Structural Adjustment and the Environment: Impacts of the World Bank and IMF Conditional Loans on Developing Countries
IMF and World Bank Structural Adjustment Programs (SAPs) include conditional loans granted to developing countries to help them repay their debts while requiring them to undergo specific economic and political reforms. The most common SAP measures include the devaluation of currency, the reduction of public sector size and activities, the removal of subsidies, and the liberalization of trade. While the social impacts of these policies have already been acknowledged and to some degree mitigated, this paper examines their environmental impacts. The various impacts of structural adjustment on the environment are discussed in the framework of four main aspects of SAPs: export promotion, trade liberalization, the shrinking of the state, and increased poverty.

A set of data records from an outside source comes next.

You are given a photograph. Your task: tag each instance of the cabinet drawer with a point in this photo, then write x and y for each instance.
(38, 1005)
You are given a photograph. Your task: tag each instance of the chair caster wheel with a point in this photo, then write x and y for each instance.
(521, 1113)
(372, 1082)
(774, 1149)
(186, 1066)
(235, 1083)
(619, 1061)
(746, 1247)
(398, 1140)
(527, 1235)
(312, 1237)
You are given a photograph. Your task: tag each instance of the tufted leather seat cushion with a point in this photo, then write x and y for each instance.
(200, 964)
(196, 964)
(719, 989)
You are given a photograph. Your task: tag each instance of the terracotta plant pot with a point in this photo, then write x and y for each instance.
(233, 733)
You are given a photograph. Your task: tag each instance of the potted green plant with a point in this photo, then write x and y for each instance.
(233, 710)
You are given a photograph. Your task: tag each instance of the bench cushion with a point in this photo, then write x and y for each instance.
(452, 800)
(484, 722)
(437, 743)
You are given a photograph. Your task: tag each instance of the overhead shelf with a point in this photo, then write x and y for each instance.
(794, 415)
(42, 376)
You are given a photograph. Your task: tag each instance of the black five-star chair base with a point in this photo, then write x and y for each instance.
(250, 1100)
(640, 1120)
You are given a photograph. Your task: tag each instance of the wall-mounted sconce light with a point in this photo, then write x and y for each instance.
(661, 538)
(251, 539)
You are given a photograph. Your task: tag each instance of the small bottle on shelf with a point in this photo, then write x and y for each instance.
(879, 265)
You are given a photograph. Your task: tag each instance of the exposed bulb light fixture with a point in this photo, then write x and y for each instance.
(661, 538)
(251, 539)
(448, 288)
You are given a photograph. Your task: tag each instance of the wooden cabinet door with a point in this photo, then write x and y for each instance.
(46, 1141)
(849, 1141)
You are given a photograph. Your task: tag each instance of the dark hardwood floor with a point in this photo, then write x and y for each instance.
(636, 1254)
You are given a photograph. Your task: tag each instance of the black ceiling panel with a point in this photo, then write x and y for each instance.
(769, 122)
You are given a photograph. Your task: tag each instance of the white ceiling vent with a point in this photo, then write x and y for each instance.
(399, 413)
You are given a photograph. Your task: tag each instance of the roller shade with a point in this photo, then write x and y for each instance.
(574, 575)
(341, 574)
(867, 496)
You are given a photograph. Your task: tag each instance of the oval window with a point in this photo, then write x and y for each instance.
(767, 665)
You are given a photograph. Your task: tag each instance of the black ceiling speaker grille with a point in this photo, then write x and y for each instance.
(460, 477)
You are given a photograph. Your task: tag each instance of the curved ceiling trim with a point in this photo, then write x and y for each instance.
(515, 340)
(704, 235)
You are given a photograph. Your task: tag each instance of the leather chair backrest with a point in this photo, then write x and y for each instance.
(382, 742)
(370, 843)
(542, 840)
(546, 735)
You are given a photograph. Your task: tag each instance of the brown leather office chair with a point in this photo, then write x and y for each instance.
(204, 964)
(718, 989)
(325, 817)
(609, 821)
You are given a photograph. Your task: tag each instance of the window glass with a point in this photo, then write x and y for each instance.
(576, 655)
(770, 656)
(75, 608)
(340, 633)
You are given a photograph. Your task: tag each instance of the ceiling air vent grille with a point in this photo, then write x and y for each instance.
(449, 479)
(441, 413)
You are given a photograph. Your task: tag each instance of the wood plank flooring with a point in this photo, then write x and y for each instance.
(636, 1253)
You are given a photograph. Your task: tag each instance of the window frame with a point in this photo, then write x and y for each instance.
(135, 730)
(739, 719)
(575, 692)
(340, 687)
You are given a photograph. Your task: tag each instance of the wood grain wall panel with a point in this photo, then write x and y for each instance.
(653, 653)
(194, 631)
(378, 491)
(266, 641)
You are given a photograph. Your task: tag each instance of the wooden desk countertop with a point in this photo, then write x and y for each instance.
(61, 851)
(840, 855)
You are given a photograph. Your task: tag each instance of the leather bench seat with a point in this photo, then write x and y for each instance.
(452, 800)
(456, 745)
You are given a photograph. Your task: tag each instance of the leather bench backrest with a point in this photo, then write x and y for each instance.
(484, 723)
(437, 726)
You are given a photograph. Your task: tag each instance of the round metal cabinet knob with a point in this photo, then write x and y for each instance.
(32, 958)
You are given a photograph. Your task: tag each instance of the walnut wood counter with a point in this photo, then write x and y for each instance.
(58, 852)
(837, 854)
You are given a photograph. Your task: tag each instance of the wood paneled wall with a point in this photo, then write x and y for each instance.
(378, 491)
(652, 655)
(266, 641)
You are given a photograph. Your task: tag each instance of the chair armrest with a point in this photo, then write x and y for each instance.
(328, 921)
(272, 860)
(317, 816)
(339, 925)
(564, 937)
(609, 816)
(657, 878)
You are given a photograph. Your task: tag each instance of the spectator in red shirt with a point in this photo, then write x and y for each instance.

This paper argues that the macroeconomic policies promoted by structural adjustment have several direct and indirect impacts on the environment of borrowing countries. Further, without careful consideration of the environmental impacts, degradation is often the result. However, the fundamentally different perspectives and values on debt and development used by the IMF and World Bank and their critics may explain the differences in their conclusions on adjustment. As the IMF and the World Bank are currently experiencing a shift in the way they interact with borrowing countries to emphasize poverty reduction and country ownership of policies, it is possible that this will allow for more systematic and integrated approaches to addressing debt as well as long-term development. In order to minimize unintended harm to the natural resource base of these countries, economic, social and environmental issues should be addressed together.